Les comportements-défis
02.12.2022 Expériences et initiatives Temps de lecture : 7 min

Lucie ALEX, psychologue à l’unité d’Accompagnement des familles du Pôle Hospitalo-Universitaire A.D.I.S du centre hospitalier Le Vinatier (Rhône) répond aux questions d’Enfant-différent sur les « comportements- défis »

S’ils sont liés à la vulnérabilité de la personne, les comportements-défis sont également dépendant de leur contexte d’apparition. La capacité d’adaptation de l’environnement va donc jouer un rôle déterminant dans l’apparition, l’augmentation mais également la réduction des comportements-défis

Comment définit-on les « comportements-défis » ?

Les « comportements défis » sont également appelés « troubles du comportement » ou encore « comportements-problèmes ».
Tous ces termes désignent des comportements « inadaptés » au contexte dans lequel ils surviennent.
Les « comportements-défis » sont décrits par Eric Emerson comme des :  « comportements d’une intensité, fréquence ou durée telle que la sécurité physique de la personne ou d’autrui, est probablement mise sérieusement en danger, ou bien comme des comportements susceptibles de limiter ou d’empêcher l’accès et l’utilisation des services ordinaires de la cité ».
EMERSON, E. Challenging behavior, analysis and intervention in people with severe behavior problems.
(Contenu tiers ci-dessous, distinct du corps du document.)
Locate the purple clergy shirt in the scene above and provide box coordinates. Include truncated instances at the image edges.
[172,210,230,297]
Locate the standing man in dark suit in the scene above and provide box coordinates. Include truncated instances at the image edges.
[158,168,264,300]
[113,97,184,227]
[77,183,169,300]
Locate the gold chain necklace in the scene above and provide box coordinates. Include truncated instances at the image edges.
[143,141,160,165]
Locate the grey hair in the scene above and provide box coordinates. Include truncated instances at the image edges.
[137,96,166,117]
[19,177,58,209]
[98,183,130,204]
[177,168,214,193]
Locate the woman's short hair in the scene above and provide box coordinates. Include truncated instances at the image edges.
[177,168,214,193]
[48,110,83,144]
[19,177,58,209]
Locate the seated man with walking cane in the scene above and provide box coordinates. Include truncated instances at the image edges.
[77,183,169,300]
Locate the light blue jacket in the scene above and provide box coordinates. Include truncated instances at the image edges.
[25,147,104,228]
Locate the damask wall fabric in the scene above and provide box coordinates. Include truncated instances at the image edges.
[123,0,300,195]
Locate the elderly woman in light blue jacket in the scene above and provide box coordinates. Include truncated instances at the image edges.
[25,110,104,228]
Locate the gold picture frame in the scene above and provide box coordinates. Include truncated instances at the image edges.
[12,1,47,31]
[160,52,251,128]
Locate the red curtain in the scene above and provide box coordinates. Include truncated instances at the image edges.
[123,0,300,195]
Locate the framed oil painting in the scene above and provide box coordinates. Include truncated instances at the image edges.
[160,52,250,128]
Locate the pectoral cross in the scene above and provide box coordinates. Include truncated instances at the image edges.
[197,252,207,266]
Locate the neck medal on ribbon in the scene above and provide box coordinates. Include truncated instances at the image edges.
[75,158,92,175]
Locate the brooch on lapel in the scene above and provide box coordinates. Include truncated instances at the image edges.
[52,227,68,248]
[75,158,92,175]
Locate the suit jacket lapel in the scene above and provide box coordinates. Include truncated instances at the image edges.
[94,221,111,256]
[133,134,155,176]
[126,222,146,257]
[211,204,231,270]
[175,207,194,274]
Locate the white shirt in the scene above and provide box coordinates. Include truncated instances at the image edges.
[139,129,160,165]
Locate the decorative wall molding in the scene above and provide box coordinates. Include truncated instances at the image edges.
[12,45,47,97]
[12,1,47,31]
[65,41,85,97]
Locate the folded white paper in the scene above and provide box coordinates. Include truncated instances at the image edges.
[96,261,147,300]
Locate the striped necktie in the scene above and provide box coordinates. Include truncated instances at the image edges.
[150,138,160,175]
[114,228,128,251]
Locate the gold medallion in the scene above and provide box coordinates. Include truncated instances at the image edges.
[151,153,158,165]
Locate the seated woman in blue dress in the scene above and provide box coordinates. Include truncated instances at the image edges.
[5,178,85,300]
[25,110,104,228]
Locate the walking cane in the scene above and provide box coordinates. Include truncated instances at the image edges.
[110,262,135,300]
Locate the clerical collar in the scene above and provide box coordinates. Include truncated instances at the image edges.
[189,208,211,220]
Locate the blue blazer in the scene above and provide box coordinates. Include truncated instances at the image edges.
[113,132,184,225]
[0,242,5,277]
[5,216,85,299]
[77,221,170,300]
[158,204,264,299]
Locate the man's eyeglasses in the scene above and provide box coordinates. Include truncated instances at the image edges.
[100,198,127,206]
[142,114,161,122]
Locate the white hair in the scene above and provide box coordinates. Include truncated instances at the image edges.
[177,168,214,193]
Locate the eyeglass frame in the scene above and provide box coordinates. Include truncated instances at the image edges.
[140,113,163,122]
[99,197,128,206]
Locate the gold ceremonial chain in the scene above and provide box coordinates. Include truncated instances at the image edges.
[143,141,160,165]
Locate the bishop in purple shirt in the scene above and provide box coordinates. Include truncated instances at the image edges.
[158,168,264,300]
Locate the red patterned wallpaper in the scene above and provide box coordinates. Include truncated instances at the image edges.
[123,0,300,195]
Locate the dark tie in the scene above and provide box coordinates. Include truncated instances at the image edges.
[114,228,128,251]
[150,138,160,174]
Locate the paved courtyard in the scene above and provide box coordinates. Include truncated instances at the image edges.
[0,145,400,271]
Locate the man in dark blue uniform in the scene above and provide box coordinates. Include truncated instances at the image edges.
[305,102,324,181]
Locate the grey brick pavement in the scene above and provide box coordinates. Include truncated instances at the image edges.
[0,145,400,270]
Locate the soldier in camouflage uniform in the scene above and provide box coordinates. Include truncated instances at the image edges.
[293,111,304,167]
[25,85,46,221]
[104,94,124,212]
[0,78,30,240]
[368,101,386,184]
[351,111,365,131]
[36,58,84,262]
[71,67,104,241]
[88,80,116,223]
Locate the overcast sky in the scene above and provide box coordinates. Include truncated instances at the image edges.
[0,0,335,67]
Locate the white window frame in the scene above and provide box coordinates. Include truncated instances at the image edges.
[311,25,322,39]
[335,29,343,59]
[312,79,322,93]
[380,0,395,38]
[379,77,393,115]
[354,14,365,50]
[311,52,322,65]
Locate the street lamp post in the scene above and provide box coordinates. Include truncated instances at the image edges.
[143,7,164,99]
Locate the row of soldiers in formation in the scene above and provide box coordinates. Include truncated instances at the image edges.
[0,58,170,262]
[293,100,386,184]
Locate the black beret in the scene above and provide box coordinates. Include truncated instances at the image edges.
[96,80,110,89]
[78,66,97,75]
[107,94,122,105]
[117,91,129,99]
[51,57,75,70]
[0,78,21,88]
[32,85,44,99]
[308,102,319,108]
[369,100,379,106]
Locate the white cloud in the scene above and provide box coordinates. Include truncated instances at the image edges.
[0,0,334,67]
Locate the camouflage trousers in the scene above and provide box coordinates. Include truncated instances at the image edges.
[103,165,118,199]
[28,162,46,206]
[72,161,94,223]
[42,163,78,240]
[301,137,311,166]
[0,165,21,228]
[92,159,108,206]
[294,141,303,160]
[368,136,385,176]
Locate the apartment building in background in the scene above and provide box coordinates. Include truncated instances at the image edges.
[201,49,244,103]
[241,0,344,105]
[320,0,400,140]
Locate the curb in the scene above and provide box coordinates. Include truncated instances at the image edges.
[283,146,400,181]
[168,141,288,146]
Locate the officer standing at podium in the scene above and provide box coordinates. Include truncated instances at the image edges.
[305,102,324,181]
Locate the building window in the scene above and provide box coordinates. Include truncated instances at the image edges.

Cambridge: University press, 2001, p. 3.

Même si actuellement il n’existe pas de définition officielle des comportements-défis, on peut tout de même les décrire par catégorie et partager des exemples :

  • L’automutilation ou auto-agressivité: se mordre, s’arracher les cheveux, se frapper la tête, se mettre le doigt dans les orifices, etc.
  • L’hétéro-agressivité : taper, pousser, donner des coups de poings, de pieds, des claques, tirer les cheveux, etc.
  • Des conduites d’autostimulation -stéréotypies verbales et motrices- envahissantes : se balancer, agiter une ficelle, répéter les mêmes mots, faire du bruit de manière incessante, arpenter constamment les espaces, faire des mouvements des mains, etc.
  • Destruction de l’environnement matériel : jeter et casser des objets, déchirer les vêtements, casser les vitres, de la vaisselle, renverser des meubles, etc.  
  • Conduites sociales inadaptées, nuisances : crier, fuguer, se déshabiller en public, s’enfuir, s’opposer de manière permanente, inhibition ou désinhibition massive, etc.
  • Troubles de l’alimentation : hyper sélectivité, l’ingestion impulsive et récurrente de substances non comestibles, syndrôme de PICA, obsessions alimentaires, vomissements, recherche permanente de nourriture, potomanie (besoin irrépressible de boire de l’eau), etc.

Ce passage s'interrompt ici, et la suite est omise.